To garner an objective perspective of our Congress’s current policies and practices, I need a time warp machine that propels me into the future, one hundred years from now.
How would our Congress hold up?
It is the “non-war” wars I would notice first, and how we resolutely refused to learn from them: Korea, Vietnam, Persian Gulf, and now, Afghanistan and Iraq. The trust our military men and women put into Congress was blatantly betrayed for its own political gains. Our freedom of speech and right to protest without repercussions were put at risk in the process.
Then I spotted our children failing to read or use correct grammar. Education is one of the areas where funds were routinely cut, and classroom sizes increased. The people we had elected were officially against prioritizing and funding what is absolutely necessary for enhancing and growing the intellectual spirits of our young people. (Personally, I think Congress doesn’t want to teach or children to think critically, because it would make their political and PAC ads more obviously slanted.) And, rather than being nurtured, their creative and athletic spirits were completely rejected in favor of funding non-wars.
I heard the church bells ring and saw how our churches went wild. The extreme “right” movement not only wanted religion dictated into our laws, it wanted only their religion. The freedom to express individual religious views, separate from state, was nearly governmentalized right out of existence.
Rather than being cultivated and respected, the artistic spirit was belittled and abandoned by society. Art and music were taken out of our classrooms, and “culture” became associated with silliness.
Congress allowed the continuing destruction of our environment, the slaughter of the American Dream of owning a home, and the loss of our nation’s reputation and subsequent negotiating power.
What would I conclude?
I would conclude that our country was still young, feeling its wings, and that these transgressions of Congress were all part of its growing up.
That makes Congress a teenager now.
The worst kind of teenager.
The worst kind of teenager uses drugs and sex for validation (officials preying on young and vulnerable pages, soliciting sex partners from madams or public bathrooms, taking away women’s health rights towards their bodies, but fully supporting their bodies wrapped around a pole and dancing for entertainment. These teenagers impulsively follow the pack (whatever their party says, goes) to make an impression on their peers (their contributors, the president and vice president), not the courageous thinkers (the constituents who voted them in). They’re mouthy to their elders (other countries) because they know it all and the elders are only stupid anyway.
These self-absorbed teenagers are predictable in their behavior.
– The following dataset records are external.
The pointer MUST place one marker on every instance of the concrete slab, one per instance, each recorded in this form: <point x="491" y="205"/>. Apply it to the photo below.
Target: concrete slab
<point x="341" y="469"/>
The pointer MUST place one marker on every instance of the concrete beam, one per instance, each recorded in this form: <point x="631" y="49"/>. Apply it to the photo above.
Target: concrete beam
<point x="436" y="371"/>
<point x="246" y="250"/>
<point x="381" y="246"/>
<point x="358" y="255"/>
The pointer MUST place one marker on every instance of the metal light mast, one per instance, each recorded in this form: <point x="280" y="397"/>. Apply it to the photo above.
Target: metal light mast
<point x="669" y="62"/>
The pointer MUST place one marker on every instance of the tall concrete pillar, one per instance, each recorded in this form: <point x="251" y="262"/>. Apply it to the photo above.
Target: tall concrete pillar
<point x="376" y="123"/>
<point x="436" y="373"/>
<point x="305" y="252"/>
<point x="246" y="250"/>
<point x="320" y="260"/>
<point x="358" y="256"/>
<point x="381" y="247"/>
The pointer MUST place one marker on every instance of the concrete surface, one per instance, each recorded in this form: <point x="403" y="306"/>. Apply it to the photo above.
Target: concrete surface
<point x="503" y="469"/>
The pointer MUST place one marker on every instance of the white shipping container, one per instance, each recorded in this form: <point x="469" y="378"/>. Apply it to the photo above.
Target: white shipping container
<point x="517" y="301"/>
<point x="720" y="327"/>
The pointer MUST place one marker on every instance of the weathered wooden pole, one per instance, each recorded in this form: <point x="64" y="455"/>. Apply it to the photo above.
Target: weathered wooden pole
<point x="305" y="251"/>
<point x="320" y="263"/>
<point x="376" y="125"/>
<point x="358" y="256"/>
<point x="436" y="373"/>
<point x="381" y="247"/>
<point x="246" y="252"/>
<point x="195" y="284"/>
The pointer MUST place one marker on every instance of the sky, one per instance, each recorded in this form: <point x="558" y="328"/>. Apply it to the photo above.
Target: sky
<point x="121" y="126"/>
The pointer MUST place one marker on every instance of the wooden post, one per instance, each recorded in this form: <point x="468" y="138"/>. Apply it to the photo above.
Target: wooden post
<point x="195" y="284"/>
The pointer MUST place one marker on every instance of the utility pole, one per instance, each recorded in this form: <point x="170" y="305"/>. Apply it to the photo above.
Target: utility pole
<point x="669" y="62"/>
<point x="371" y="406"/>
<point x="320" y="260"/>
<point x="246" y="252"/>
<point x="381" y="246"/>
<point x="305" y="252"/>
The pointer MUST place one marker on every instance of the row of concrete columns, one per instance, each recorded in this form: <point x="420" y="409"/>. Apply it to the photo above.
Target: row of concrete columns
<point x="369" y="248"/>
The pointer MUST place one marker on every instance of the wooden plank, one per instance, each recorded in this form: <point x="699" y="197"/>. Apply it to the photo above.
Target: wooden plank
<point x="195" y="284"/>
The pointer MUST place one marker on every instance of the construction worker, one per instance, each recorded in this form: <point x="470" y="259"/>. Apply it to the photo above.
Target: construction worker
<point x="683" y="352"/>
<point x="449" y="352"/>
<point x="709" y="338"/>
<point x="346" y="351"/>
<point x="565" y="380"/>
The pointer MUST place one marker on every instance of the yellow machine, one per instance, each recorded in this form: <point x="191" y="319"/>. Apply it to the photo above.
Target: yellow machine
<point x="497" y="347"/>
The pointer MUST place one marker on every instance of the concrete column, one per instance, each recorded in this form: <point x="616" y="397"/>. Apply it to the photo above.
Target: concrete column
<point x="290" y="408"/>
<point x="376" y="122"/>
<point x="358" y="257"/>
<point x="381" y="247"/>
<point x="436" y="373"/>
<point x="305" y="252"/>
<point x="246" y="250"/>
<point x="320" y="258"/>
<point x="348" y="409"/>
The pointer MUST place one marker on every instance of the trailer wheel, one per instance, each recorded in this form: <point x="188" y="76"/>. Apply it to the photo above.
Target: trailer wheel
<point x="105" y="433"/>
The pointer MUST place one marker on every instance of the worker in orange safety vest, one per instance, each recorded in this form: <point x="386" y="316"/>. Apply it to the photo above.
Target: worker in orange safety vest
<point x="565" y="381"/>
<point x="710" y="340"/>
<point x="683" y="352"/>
They give people (France, Germany, Turkey, Russia) the cold shoulder when they don’t give into their demands (go into a preemptive war with us or else), to teach them a lesson. “I’ll show them they can’t mess with me!” they smugly think. They look to follow whatever is trendy (whatever buzz words the current lobbyists are using) and watch their peers closely (Homeland Security) to demean and reprimand them if they are “different” (denying civil union rights to homosexuals, continued lower pay for women, continued racist behavior in Jena and elsewhere). They don’t care about others’ misfortune (disaster victims; third world starvation, aids, genocide) because no one else is in that 4’x4’ space they directly inhabit. They are too egocentric to see any needs other than their own (veterans’ care kept horrifying substandard).
Our Congress’s conscience has completely disappeared. Congress has steadfastly refused to mirror a sense of humanity, a sense of being a good family and a good neighbor.
At what point during Congress’s collective set of choices, did it stop being kind and foster good will? When did Congress decide spirituality, doing the right thing for the right reasons, no longer mattered?
When did we Americans start electing self-serving teenagers to represent us in Congress and in the presidential administration? For truly, I have come to believe that whoever is President is becoming more and more insignificant… those rogues behind an elected desk in Congress are the ones running our country and ruining our middles class, our stability, and our futures.
It is time we rein in those teenagers, before it is too late. It is time we as a nation grew up and insisted that only integrity-based people represent us to the rest of the world.
Let us begin to care openly about others, allowing diversity as enriching, not threatening. Let us continue to support the individuality, achievements, spirits, and bodies of our females. Let us put money where our values should be, health care, job security, education, and civil freedoms.
Instead of ignoring us, let us remind Congress who really has the power: its constituents.
Let us re-elect only that small handful of elected officials who protected our rights, our military and our veterans. Let us newly elect only those people who will add maturity, grace and common sense to our governments.
Instead of writing history, let us right history.